Strecke zwischen Wildeshausen und Groß Ippener wird bald wieder freigegeben

Großbaustelle auf der A 1: Pause nur von kurzer Dauer

Derzeit wird die Baustelle aufgeräumt. Die Lampen sind bereits abmontiert. - Foto: Rohdenburg

Wildeshausen - Viele Pendler, die täglich die A 1 in Richtung Bremen nutzen, dürften aufatmen, dass in der Baustelle zwischen Wildeshausen und Groß Ippener in beiden Richtungen die Aufräumarbeiten begonnen haben. Anfang Dezember sollen alle Hindernisse beseitigt sein. Doch schon einen Monat später kommt es ab dem Autobahndreieck Stuhr für knapp ein Jahr ganz dick, denn dort wird die Fahrbahn komplett saniert. Gleich darauf ist die andere Richtung dran.

Seit dem Frühjahr wurde die Strecke zwischen den Anschlussstellen WildeshausenWest und Groß Ippener auf beiden Seiten in einem Stück erneuert und der Bereich ab dem Autobahndreieck Stuhr an einigen Betondeckenplatten saniert. Dazu gab es regelmäßig neue Verkehrsführungen, die aber immer zwei Fahrspuren für jede Richtung beinhalteten.

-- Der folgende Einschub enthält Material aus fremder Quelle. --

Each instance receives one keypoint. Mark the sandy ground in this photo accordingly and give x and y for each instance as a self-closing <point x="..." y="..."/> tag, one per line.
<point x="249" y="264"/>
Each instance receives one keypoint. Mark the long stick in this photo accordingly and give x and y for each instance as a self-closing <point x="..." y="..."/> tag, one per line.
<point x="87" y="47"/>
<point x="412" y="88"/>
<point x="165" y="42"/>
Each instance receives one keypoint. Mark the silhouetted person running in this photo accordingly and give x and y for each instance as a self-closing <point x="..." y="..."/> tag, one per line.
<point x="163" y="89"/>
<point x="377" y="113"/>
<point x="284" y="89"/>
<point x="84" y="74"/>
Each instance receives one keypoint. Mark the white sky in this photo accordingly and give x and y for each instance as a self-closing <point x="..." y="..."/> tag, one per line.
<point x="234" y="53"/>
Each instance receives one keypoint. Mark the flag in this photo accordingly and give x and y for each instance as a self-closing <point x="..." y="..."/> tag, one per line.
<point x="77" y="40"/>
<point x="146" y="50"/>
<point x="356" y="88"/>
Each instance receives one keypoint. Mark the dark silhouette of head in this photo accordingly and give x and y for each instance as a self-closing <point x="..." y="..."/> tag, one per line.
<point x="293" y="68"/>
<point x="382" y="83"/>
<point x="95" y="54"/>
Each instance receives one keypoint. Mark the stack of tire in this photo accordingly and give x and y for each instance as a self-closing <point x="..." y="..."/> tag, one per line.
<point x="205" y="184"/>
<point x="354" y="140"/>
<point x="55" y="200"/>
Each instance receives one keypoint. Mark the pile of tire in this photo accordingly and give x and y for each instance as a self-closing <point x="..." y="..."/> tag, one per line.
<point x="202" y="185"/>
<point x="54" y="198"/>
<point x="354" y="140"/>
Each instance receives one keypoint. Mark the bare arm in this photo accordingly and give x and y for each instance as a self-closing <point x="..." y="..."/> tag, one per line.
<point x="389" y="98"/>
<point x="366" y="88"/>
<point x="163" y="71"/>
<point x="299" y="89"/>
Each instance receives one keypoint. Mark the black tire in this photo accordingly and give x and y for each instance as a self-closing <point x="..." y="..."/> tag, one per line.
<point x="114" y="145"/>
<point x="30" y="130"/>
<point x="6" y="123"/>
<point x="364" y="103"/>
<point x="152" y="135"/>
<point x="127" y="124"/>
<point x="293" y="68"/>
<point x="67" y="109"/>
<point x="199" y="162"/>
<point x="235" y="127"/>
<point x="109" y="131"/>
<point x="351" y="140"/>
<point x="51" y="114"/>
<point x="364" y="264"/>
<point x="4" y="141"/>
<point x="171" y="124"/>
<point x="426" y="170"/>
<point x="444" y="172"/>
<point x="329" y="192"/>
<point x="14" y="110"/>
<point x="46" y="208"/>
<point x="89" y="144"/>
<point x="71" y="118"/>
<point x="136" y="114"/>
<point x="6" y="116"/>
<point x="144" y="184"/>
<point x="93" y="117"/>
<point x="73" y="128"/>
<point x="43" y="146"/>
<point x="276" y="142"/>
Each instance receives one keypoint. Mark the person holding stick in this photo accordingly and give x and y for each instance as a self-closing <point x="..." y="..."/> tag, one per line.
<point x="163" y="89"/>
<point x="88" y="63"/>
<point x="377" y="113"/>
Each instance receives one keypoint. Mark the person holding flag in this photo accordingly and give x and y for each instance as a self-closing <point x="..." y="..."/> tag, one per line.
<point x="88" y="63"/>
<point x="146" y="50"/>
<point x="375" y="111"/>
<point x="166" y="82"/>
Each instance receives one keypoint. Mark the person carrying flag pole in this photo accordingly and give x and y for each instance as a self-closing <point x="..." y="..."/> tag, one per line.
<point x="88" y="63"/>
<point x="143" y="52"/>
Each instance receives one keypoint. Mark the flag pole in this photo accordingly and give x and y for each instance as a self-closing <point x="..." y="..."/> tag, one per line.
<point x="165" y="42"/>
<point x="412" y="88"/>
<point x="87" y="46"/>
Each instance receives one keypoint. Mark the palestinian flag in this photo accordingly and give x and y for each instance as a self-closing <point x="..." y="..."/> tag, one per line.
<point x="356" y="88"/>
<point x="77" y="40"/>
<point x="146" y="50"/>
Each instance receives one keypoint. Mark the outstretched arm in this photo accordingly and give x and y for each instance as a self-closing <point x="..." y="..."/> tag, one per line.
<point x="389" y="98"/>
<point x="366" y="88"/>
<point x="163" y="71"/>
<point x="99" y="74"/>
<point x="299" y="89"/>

Die Fachleute sprechen von einer 4+0-Verkehrsführung, bei der eine Richtungsfahrbahn komplett gesperrt wird und die andere in beide Richtungen befahren werden kann. „Das hat sich bewährt“, so Frank Zielesny von der Niedersächsischen Landesbehörde für Straßenbau und Verkehr in Oldenburg. Die Verkehrssicherheit habe sich dadurch deutlich verbessert. Da bei Geschwindigkeiten von 60 bis 80 Stundenkilometern die höchste Dichte im Verkehr erreicht werden könne, habe man die Fahrzeuge weiträumig davor abgebremst. Zudem seien auf der Strecke zwischen den Fahrbahnen Lampen installiert worden. „Das wurde sehr positiv aufgenommen“, berichtete Zielesny.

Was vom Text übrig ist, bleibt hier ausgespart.